Residents are concerned about the Town of Madison’s plan to sell the Academy School to a developer that would transform the historic building and the baseball fields behind it into new housing units.
During the NBC Connecticut Connect-a-thon on Thursday, three viewers called about the proposal.
The former Academy School building near the Town Green has been vacant since the school shut down in 2004.
Town leaders are considering four proposals from different developers before they select one for taxpayers to vote on during a referendum.
"Once this is gone, it's gone, it’s never coming back," Kathryn Hunter, who called NBC Connecticut, said.
Hunter said she admits the town does not have the money to fix up the boarded up building that continues to deteriorate, but she does not want to see a developer taking over the property behind the school.

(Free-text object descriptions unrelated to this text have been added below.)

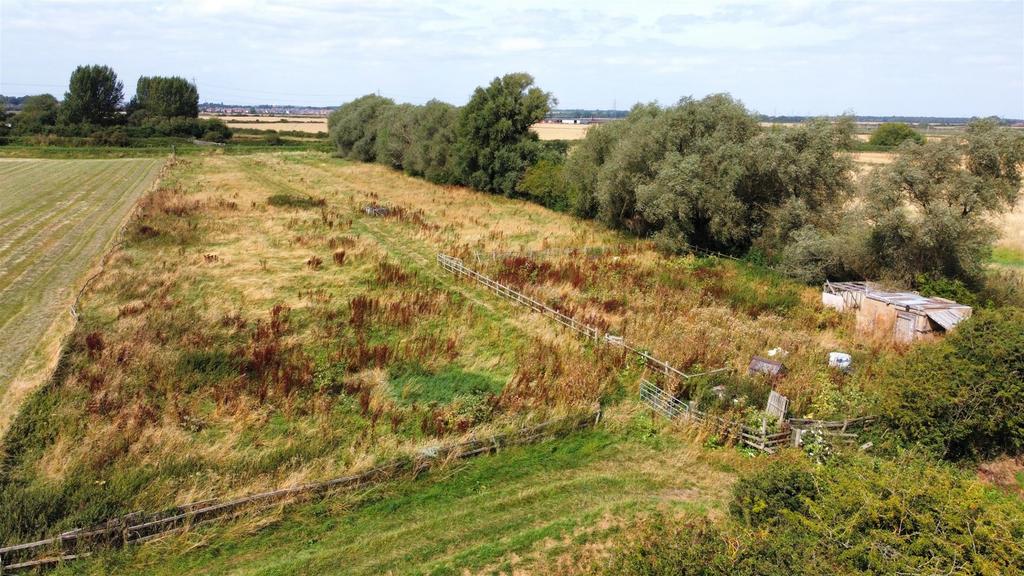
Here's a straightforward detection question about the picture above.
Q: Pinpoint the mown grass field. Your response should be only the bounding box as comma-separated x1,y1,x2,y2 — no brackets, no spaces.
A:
0,157,163,434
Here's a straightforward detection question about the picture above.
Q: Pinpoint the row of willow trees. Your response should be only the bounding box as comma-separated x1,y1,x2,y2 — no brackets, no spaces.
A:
330,73,1024,293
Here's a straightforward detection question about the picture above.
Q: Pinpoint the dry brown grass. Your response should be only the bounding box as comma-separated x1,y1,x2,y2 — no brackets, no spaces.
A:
2,151,888,549
995,193,1024,258
530,123,592,141
850,151,896,165
6,152,628,537
200,114,328,133
277,154,870,415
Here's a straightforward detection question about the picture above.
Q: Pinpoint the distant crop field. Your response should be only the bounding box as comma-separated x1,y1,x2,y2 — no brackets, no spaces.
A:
200,114,328,133
530,122,592,140
0,157,162,433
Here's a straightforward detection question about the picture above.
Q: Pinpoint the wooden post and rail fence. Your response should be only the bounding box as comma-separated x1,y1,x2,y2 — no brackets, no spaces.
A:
437,253,731,380
436,253,876,454
0,411,600,573
639,380,877,453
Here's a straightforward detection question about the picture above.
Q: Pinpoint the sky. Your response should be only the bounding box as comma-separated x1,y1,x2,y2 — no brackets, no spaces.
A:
1,0,1022,118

"I want to preserve the fields behind us and the playground for community use," Hunter said. "All four proposals I point out would be the highest density development in downtown Madison."
NBC Connecticut asked First Selectman Tom Banisch if he considered what the redevelopment would do to the small town feel in Madison.
"One of the things we told developers when we went out for proposals was you must maintain the character of the town," Banisch said.
The number of housing units in the proposals range from 20 to as many as 79, Banisch said.
One developer wants to transform the front of the school building into a theater and another would build a septic system big enough to handle downtown’s wastewater problem, Banisch added.
“To put five acres on the grand list in downtown Madison, I think the opportunity is there for significant grand list growth,” Banisch said, acknowledging the hope is for the town to make money of this deal.
But Hunter isn’t sold that the town she’s lived in since the early 2000’s will benefit.
“We should crunch the numbers and decide that we’re going to make enough money off this before we hand the deed to the developer,” Hunter said.
When philanthropist Daniel Hand gifted his academy to the town in 1884, one of the conditions was that the building remain an educational facility.
Banisch told NBC Connecticut that no longer applies as of the late 1950’s.
“I believe we have an ethical and moral obligation to honor Daniel Hand’s legacy and hold this property in trust for community and public use,” Hunter said.
The four proposals from the developers trying to purchase the Academy School property can be read here.
The public hearing on the future of the historic school building is at 7 p.m. Thursday Feb. 22 at the Polson Middle School at 302 Green Hill Road.